她走的时候贾东旭还好好的,回来人已经下葬了,她都不知道。
秦淮如,成寡妇了。
何雨水古怪地看着何雨柱。
“想什么呢。”何雨柱笑着在她额头轻轻敲了敲,“走,凑个热闹去。”
两个人拿着板凳走出家门。
前院,八仙桌一张。
三个大爷——易中海坐北朝南,刘海中和闫埠贵一东一西。
一人一个搪瓷茶缸,大爷标配,派头十足。
院里住户每家至少一个代表。
但这年头没娱乐,基本都是全家出动,上百号人,乌泱泱一片。
“傻柱来了。”刘光齐笑着打招呼。
何雨柱也笑着看他:“傻齐你好。

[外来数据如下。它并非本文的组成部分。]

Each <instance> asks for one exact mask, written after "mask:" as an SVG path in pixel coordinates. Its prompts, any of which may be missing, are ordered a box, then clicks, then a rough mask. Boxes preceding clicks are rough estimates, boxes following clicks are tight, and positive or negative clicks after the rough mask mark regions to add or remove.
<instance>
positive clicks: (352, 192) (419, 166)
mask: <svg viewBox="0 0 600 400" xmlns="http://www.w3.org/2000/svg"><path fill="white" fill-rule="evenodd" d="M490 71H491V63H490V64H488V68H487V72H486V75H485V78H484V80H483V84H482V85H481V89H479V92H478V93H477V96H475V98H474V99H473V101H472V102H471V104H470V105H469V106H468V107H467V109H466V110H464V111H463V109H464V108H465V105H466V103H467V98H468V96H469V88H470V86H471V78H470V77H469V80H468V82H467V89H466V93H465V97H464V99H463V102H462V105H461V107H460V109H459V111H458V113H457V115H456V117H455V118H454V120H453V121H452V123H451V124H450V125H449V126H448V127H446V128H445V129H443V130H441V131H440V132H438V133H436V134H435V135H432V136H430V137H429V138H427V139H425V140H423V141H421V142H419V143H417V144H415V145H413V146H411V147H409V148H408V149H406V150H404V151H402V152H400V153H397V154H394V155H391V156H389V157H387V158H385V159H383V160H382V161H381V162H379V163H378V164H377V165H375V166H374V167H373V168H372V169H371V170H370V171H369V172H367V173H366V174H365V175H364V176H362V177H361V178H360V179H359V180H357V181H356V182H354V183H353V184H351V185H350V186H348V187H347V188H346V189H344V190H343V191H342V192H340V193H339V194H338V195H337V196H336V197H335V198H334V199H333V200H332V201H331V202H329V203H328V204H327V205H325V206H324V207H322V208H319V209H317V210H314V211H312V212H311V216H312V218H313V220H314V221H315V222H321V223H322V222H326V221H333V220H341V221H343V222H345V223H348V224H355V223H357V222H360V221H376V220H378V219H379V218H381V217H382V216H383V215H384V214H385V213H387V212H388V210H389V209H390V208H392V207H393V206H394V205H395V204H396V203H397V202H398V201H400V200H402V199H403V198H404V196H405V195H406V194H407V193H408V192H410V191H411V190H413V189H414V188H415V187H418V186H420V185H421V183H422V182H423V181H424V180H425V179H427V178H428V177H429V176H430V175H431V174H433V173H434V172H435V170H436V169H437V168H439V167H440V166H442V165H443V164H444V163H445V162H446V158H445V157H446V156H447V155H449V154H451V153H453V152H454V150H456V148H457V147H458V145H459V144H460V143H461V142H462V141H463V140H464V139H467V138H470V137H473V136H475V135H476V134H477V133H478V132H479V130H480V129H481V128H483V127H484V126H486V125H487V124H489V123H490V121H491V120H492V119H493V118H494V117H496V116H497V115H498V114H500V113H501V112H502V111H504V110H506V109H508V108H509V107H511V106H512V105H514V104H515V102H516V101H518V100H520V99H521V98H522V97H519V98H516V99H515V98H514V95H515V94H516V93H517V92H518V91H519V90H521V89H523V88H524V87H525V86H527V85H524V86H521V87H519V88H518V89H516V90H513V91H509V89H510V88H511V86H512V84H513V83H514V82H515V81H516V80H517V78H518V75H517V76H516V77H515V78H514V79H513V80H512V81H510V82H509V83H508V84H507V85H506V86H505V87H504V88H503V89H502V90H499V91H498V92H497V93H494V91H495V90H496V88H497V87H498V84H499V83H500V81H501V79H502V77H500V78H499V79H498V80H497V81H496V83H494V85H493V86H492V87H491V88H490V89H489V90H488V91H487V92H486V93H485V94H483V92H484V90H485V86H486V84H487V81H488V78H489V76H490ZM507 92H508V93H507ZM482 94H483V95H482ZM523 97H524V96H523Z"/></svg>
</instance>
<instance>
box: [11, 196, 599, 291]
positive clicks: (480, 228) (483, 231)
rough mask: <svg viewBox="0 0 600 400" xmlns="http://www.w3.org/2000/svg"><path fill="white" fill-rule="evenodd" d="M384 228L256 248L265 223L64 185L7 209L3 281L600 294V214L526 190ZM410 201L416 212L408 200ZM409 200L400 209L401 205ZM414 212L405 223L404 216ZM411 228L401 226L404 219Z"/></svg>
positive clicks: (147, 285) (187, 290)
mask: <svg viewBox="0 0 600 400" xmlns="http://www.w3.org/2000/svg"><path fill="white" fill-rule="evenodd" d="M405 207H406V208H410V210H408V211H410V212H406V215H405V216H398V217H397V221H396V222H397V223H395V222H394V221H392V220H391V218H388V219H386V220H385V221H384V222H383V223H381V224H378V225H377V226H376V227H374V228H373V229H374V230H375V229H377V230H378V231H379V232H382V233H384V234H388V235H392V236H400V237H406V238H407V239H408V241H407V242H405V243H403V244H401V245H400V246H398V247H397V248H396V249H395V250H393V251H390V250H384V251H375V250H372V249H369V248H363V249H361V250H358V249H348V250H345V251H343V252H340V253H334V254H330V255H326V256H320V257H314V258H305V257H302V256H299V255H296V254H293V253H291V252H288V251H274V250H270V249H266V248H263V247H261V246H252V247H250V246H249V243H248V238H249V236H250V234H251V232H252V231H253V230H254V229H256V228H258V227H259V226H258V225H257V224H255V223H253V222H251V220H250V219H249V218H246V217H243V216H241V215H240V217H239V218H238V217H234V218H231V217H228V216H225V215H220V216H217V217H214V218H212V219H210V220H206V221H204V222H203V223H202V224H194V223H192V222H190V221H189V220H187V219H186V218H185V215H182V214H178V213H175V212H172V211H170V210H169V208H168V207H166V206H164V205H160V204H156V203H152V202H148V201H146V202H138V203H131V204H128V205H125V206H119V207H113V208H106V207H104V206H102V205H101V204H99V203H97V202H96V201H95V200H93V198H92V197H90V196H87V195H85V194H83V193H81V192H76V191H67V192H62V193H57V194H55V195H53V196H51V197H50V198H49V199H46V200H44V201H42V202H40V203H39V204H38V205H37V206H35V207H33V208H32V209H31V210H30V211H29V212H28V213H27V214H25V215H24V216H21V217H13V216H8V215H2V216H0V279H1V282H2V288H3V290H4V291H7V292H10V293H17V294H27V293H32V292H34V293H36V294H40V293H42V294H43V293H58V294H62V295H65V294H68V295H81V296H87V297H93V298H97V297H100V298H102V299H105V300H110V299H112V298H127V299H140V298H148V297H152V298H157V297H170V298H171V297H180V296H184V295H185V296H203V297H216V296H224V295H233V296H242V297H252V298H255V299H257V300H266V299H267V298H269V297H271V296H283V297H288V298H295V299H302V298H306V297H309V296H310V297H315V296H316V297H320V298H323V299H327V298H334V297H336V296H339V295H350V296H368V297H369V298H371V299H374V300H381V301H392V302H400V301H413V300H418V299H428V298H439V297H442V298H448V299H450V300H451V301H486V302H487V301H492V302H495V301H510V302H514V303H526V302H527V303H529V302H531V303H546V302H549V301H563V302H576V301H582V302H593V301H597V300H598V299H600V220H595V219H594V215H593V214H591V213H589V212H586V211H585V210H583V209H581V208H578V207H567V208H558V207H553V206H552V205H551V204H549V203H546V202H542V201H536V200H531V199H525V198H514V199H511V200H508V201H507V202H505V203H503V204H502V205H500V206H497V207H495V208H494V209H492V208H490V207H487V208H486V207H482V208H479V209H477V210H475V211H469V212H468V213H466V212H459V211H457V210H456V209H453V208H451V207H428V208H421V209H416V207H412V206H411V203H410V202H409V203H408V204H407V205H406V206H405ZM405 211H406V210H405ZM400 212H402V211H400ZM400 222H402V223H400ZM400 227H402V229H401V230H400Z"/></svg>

”
这小子还有一个月结婚,结婚当晚卷走家里所有钱票,跟媳妇跑路当上门女婿去。
刘海中打儿子全院出名,棍子皮带往死里打,但从没打过刘光齐。
吃鸡蛋的是刘光齐,挨打的是刘光天和刘光福。
刘光齐是蜜罐子长大的,刘海中的骄傲,刘家长子。
然后这家伙,瞒着家里当了上门女婿。
跑路前卷走所有钱票,1961年,不管父母兄弟死活。